D (i, j) = D_{k} (i, j) (8)

2.2. Sparse representation

The medical image fusion method consists of the following four parts: (1) Multi-scale dictionary learning to train sub-dictionaries on different scales of sub-images as training images. (2) Convolutional sparse coding of the dictionaries at different scales to find their convolutional sparse coefficients. (3) Low-frequency sub-band coefficient fusion rules for low-frequency sub-images are fused according to the set fusion rules. (4) High-frequency sub-band coefficient fusion rules fuse high-frequency sub-images at different scales.

2.2.1. Multi-scale dictionary learning

The source images A and B are firstly decomposed by l-level DCT to obtain their decomposition coefficients ${H_{A}^{l, k}, L_{A}}$ and ${H_{B}^{l, k}, L_{B}}$ , respectively. Where, $H_{A}^{l, k}$ and $H_{B}^{l, k}$ denote the high-frequency sub-band coefficients of source images A and B at decomposition scale l and orientation k. L_A and L_B are the low-frequency sub-band coefficients of images A and B, respectively. The sub-band images of each scale are used as training images to train the corresponding convolutional sparse sub-dictionaries. The different convolutional sparse sub-dictionaries capture the features of the sub-images at different scales. Finally, the low-frequency and high-frequency sub-dictionaries are formed by combining the sub-dictionaries at different scales. The high-frequency first-scale images $H_{A}^{l, k}$ and $H_{B}^{l, k}$ of source images A and B are used as training images ${y_{m}}_{m = 1}^{M}$ , and the corresponding convolutional sparse dictionary learning models are built. The formula is as follows:

\underset{d, x}{\arg \min} \frac{1}{2} \sum_{m = 1}^{M} {‖ y_{m} - \sum_{k = 1}^{K} d_{k} \times x_{m, k} ‖}_{2}^{2} + λ \sum_{m = 1}^{M} \sum_{k = 1}^{K} {|| x_{m, k} ||}_{1} (9)

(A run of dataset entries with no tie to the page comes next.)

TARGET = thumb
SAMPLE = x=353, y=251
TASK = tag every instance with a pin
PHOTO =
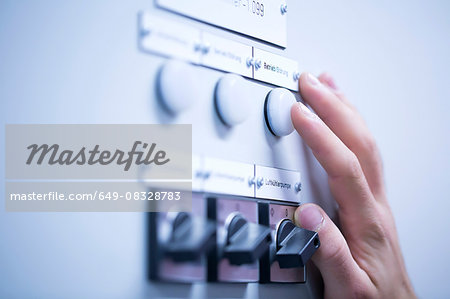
x=339, y=270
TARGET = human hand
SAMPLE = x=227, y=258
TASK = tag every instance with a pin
x=365, y=260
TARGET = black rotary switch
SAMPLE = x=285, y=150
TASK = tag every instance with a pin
x=295, y=245
x=191, y=237
x=246, y=242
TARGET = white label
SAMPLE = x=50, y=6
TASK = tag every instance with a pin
x=168, y=38
x=278, y=184
x=261, y=19
x=225, y=177
x=275, y=69
x=226, y=55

where, x_m,k is the sparse coefficient corresponding to the mth training image; d_k is the corresponding filter; * denotes the two-dimensional convolution operation; λ is the regularization parameter; and ||⋅||₁ denotes the l₁ parametric number, which represents the sum of the absolute values of the elements.

(1) Dictionary update phase. By keeping the sparse coefficients constant, each filter is optimally updated with the following equation:

\underset{d_{k}}{\arg \min} \frac{1}{2} \sum_{m = 1}^{M} {‖ y_{m} - \sum_{k = 1}^{K} d_{k} \times x_{m, k} ‖}_{2}^{2} (10)

To optimize the filter in the discrete Fourier domain, the filter d_k needs to be zero-filled to the same size as x_m,k. Taking into account the normalization of d_k with zero padding, the formula is as follows:

\underset{{d_{m}}, {g_{m}}}{\arg \min} \frac{1}{2} \sum_{k} {‖ \sum_{m} x_{m, k} \times d_{m} - s_{k} ‖}_{2}^{2} + \sum_{m} l_{C_{P N}} (g_{m}) (11)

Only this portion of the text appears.